EventIngestor

HEC Event Ingestor

class standard_lib.event_ingestors.hec_event_ingestor.HECEventIngestor(required_configs)[source]

Bases: standard_lib.event_ingestors.base_event_ingestor.EventIngestor

Class to ingest event via HEC Event

The format for required_configs is:

{
    hec_uri: {splunk_hec_scheme}://{splunk_host}:{hec_port}/services/collector,
    session_headers(dict):
    {
        "Authorization": f"Splunk <hec-token>",
    }
}

Parameters: required_configs (dict) – Dictionary containing hec_uri and session headers

ingest(events, thread_count)[source]

Ingests event and metric data into splunk using HEC token via event endpoint.

For batch ingestion of events in a single request at event endpoint provide a list of event dict to be ingested.

The format of dictionary for ingesting a single event:

{
    "sourcetype": "sample_HEC",
    "source": "sample_source",
    "host": "sample_host",
    "event": "event_str"
}

The format of dictionary for ingesting a batch of events:

[
    {
        "sourcetype": "sample_HEC",
        "source": "sample_source",
        "host": "sample_host",
        "event": "event_str1"
    },
    {
        "sourcetype": "sample_HEC",
        "source": "sample_source",
        "host": "sample_host",
        "event": "event_str2"
    },
]

Parameters: events (list) – List of events (SampleEvent) to be ingested

HEC Raw Ingestor

class standard_lib.event_ingestors.hec_raw_ingestor.HECRawEventIngestor(required_configs)[source]

Bases: standard_lib.event_ingestors.base_event_ingestor.EventIngestor

Class to ingest event via HEC Raw

The format for required_configs is:

{
    hec_uri: {splunk_hec_scheme}://{splunk_host}:{hec_port}/services/collector,
    session_headers(dict):
    {
        "Authorization": f"Splunk <hec-token>",
    }
}

Parameters: required_configs (dict) – Dictionary containing hec_uri and session headers

ingest(events, thread_count)[source]

Ingests data into splunk via raw endpoint.

For batch ingestion of events in a single request at raw endpoint provide a string of events in data to be ingested.

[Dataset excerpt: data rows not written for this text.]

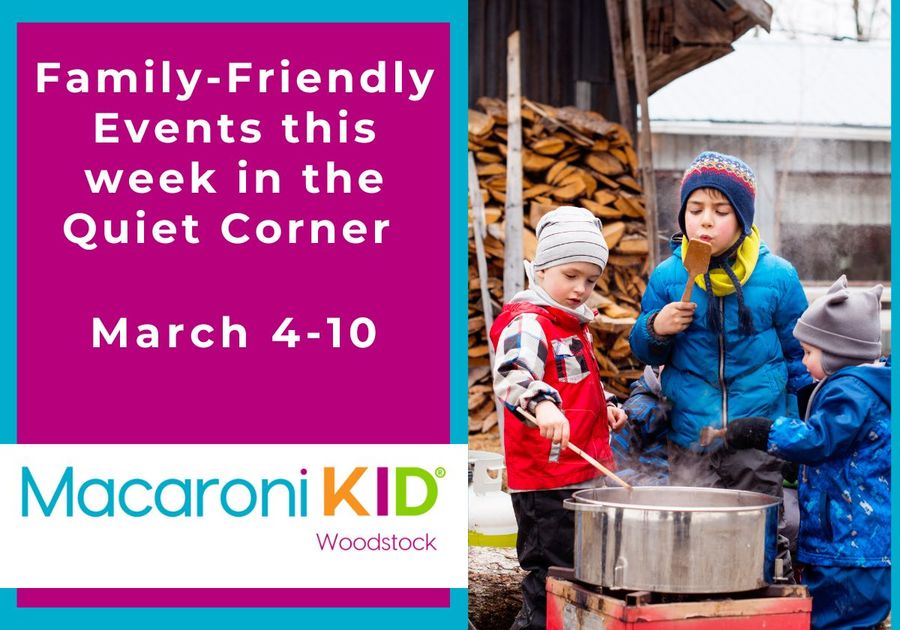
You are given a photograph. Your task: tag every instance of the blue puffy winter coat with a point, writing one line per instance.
(845, 484)
(709, 377)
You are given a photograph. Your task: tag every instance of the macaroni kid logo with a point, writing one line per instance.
(381, 491)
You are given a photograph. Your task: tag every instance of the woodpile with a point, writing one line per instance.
(570, 157)
(495, 579)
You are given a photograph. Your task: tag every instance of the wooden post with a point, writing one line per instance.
(513, 272)
(648, 181)
(480, 229)
(614, 18)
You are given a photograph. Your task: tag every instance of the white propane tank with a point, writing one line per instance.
(492, 521)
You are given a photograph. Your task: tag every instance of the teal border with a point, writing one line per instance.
(452, 11)
(895, 269)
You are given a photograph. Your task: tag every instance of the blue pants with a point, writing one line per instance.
(846, 598)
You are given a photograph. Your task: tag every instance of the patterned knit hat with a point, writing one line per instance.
(728, 175)
(570, 234)
(845, 326)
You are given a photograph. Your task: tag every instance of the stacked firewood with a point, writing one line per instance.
(569, 157)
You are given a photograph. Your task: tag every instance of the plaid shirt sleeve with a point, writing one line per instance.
(519, 365)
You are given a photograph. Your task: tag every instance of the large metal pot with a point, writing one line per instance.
(675, 540)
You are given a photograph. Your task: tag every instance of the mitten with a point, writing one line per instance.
(750, 432)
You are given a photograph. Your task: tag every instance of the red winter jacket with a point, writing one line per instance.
(571, 369)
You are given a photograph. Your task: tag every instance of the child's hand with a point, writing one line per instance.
(674, 317)
(552, 423)
(617, 418)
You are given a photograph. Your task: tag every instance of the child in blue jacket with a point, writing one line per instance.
(844, 446)
(640, 445)
(728, 353)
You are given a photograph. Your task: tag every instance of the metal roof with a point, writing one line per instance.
(783, 85)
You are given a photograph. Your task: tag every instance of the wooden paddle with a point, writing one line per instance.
(696, 261)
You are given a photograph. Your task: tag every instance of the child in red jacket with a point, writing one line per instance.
(545, 365)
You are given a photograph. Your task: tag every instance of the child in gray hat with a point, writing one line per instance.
(844, 446)
(545, 365)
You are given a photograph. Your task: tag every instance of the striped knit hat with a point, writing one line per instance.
(567, 235)
(728, 175)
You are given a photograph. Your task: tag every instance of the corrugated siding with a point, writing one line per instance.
(562, 42)
(834, 197)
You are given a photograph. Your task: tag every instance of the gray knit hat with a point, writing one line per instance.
(567, 235)
(845, 326)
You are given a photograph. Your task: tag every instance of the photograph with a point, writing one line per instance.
(679, 314)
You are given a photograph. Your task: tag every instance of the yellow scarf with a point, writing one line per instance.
(743, 266)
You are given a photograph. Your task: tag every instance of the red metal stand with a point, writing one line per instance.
(575, 606)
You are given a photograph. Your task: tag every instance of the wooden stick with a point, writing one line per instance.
(614, 17)
(513, 272)
(480, 230)
(639, 59)
(593, 462)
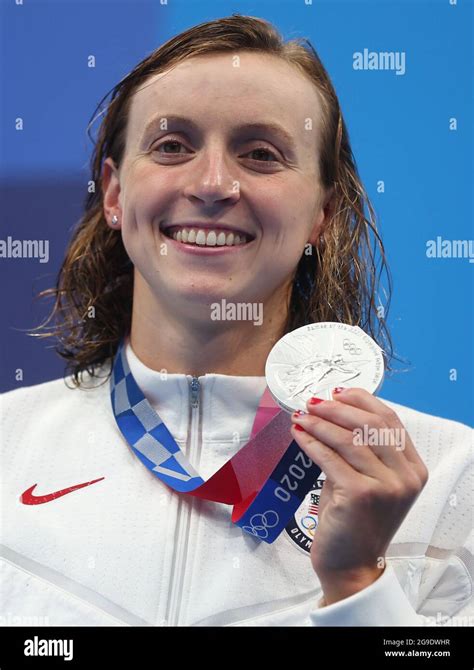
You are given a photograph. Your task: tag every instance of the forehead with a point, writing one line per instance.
(219, 90)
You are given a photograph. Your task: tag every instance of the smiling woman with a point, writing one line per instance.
(265, 152)
(227, 212)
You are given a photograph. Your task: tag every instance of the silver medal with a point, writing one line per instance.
(312, 360)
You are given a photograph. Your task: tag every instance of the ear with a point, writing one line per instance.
(111, 193)
(324, 216)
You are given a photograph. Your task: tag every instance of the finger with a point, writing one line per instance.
(366, 401)
(367, 428)
(360, 457)
(333, 465)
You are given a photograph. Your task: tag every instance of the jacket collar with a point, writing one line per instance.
(227, 403)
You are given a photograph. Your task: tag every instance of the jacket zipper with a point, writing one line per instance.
(184, 513)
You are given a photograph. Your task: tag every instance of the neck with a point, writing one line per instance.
(164, 338)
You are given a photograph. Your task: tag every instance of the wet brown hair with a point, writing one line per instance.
(338, 281)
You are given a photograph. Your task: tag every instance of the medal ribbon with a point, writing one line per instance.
(266, 481)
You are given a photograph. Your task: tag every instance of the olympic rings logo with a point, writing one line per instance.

The format of event and params for ingesting a single event:

'127.0.0.1 - admin [28/Sep/2016:09:05:26.875 -0700] "GET /servicesNS/admin/launcher/data/ui/views?count=-1 HTTP/1.0" 200 126721 - - - 6ms'

{
    "sourcetype": "sample_HEC",
    "source": "sample_source",
    "host": "sample_host",
}

The format of event and params for ingesting a batch of events:

    '''127.0.0.1 - admin [28/Sep/2016:09:05:26.875 -0700] "GET /servicesNS/admin/launcher/data/ui/views?count=-1 HTTP/1.0" 200 126721 - - - 6ms
    127.0.0.1 - admin [28/Sep/2016:09:05:26.917 -0700] "GET /servicesNS/admin/launcher/data/ui/nav/default HTTP/1.0" 200 4367 - - - 6ms
    127.0.0.1 - admin [28/Sep/2016:09:05:26.941 -0700] "GET /services/apps/local?search=disabled%3Dfalse&count=-1 HTTP/1.0" 200 31930 - - - 4ms'''

{
    "sourcetype": "sample_HEC",
    "source": "sample_source",
    "host": "sample_host",
}

Parameters

events (list) – List of events (SampleEvent) to be ingested
params (dict) – dict with the info of the data to be ingested.

SC4S Event Ingestor

class standard_lib.event_ingestors.sc4s_event_ingestor.SC4SEventIngestor(required_configs)[source]

Bases: standard_lib.event_ingestors.base_event_ingestor.EventIngestor

Class to Ingest Events via SC4S

The format for required_configs is:

{
    sc4s_host (str): Address of the Splunk Server. Do not provide http scheme in the host.
    sc4s_port (int): Port number of the above host address
}

Parameters: required_configs (dict) – Dictionary containing splunk host and sc4s port

ingest(events, thread_count)[source]

Ingests events in the splunk via sc4s (Single/Batch of Events)

Parameters: events (list) – Events with newline character or LineBreaker as separator

File Monitor Ingestor

class standard_lib.event_ingestors.file_monitor_ingestor.FileMonitorEventIngestor(required_configs)[source]

Bases: standard_lib.event_ingestors.base_event_ingestor.EventIngestor

Class to ingest event via File monitor This ingestor will only work if splunk_type is docker and container of universal forwarder is linked with container of splunk instance as ‘splunk’ service.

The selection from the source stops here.